Я откликаюсь на эту кодовую фразу:
— Выяснить у Глумовой, виделась ли она с ним еще раз, был ли разговор о работе, если был, то что интересовало, не выражал ли желания посетить музей. Так.
— Так, ты предлагал сменить легенду. Не возражаю. КОМКОН разыскивает Прогрессора Абалкина для получения от него показаний касательно несчастного случая. Расследование связано с тайной личности и потому проводится негласно. Не возражаю. Вопросы есть?
— Хотел бы я знать, причем здесь этот музей… — пробормотал я как бы про себя.
— Ты что-то сказал? — осведомился Экселенц.
— Предположим, у них не было никаких разговоров про этот треклятый музей. Могу я в этом случае попытаться выяснить, что все-таки произошло между ними при первой встрече?
— Тебе это важно?
— А вам?
— Мне — нет.
— Очень странно, — сказал я, глядя в сторону. — Мы знаем, что хотел выяснить Абалкин у меня. Мы знаем, что он хотел выяснить у Федосеева. Но мы представления не имеем, чего он добивался от Глумовой…
Экселенц сказал:
— Хорошо. Выясняй. Но только так, чтобы это не помешало выяснению главных вопросов. И не забудь надеть радиобраслет. Надень-ка его прямо сейчас, чтобы я это видел…
Я со вздохом извлек из ящика стола браслет и нацепил его на левое запястье.

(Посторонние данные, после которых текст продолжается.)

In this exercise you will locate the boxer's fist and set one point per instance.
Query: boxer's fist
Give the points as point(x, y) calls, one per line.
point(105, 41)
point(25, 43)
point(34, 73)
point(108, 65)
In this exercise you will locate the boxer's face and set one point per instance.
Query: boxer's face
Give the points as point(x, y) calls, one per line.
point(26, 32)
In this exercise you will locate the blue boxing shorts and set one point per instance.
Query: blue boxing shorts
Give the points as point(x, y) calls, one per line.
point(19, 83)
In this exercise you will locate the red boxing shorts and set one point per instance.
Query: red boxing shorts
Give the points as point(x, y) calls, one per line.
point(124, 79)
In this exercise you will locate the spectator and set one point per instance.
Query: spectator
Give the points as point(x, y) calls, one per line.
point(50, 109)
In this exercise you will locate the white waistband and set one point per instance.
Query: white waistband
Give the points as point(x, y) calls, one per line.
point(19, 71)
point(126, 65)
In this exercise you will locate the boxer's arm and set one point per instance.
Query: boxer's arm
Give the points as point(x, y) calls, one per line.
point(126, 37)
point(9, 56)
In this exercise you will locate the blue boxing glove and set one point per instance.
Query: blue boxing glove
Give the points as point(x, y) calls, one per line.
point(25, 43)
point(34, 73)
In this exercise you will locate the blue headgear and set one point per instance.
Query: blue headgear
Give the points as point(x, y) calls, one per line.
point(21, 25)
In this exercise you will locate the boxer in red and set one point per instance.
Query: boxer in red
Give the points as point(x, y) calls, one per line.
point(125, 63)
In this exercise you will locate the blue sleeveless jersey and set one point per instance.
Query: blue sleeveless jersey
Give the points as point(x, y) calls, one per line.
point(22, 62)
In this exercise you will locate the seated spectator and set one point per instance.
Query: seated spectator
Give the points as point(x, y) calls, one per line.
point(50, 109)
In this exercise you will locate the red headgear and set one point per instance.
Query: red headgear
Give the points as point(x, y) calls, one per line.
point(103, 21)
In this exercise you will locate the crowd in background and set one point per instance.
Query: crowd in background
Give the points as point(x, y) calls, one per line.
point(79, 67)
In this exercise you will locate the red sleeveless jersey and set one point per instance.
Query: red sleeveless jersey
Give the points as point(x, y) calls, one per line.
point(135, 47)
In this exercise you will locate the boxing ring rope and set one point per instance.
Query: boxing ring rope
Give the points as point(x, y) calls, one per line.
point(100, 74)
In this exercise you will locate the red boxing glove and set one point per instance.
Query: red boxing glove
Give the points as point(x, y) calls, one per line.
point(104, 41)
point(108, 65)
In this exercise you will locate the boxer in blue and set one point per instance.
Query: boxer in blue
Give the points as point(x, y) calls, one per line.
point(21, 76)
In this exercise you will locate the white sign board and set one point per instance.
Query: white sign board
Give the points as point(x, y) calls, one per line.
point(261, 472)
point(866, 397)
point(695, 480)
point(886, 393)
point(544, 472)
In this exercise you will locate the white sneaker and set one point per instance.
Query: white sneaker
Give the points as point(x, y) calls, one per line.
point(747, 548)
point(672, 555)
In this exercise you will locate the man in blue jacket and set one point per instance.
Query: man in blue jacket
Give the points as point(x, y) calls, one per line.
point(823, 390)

Браслет жал.
— Вот так, — сказал Экселенц и отключился.
Я направился в душ. Из кухни раздавался гром и лязг — Алена орудовала утилизатором. Пахло кофе. Я принял душ, и мы позавтракали. Алена в моем халате восседала напротив меня и была похожа на китайского божка. Она объявила, что у нее сегодня доклад, и предложила прочесть мне его вслух для тренировки. Я уклонился, сославшись на обстоятельства. Опять? — спросила она сочувственно и в то же время агрессивно. Опять, признался я не без вызова. Проклятье, сказала она. Не спорю, сказал я. Это надолго? — спросила она. У меня еще три дня сроку, сказал я. А если не успеешь? — спросила она. Тогда всему конец, сказал я. Она бегло глянула на меня, и я понял, что она опять представляет себе всякие ужасы. Скучища, сказал я, надоело. Отбарабаню это дело, и поедем с тобой куда-нибудь подальше отсюда. Я не смогу, сказала она грустно. Неужели тебе не надоело? — спросил я. — Чепухой ведь занимаетесь… Вот так с ней и нужно. Она мгновенно ощетинилась и принялась доказывать, что занимается не чепухой, а дьявольски интересными и нужными вещами. В конце концов мы договорились, что через месяц поедем на Новую Землю. Это теперь модно…
Я вернулся в кабинет и не садясь набрал номер дома Глумовой. Никто не откликнулся. Было 07.51. Яркое солнечное утро. В такую погоду до восьми часов спать мог только наш слон. Майя Глумова, наверное, уже отправилась на работу, а веснушчатый Тойво вернулся в свой интернат.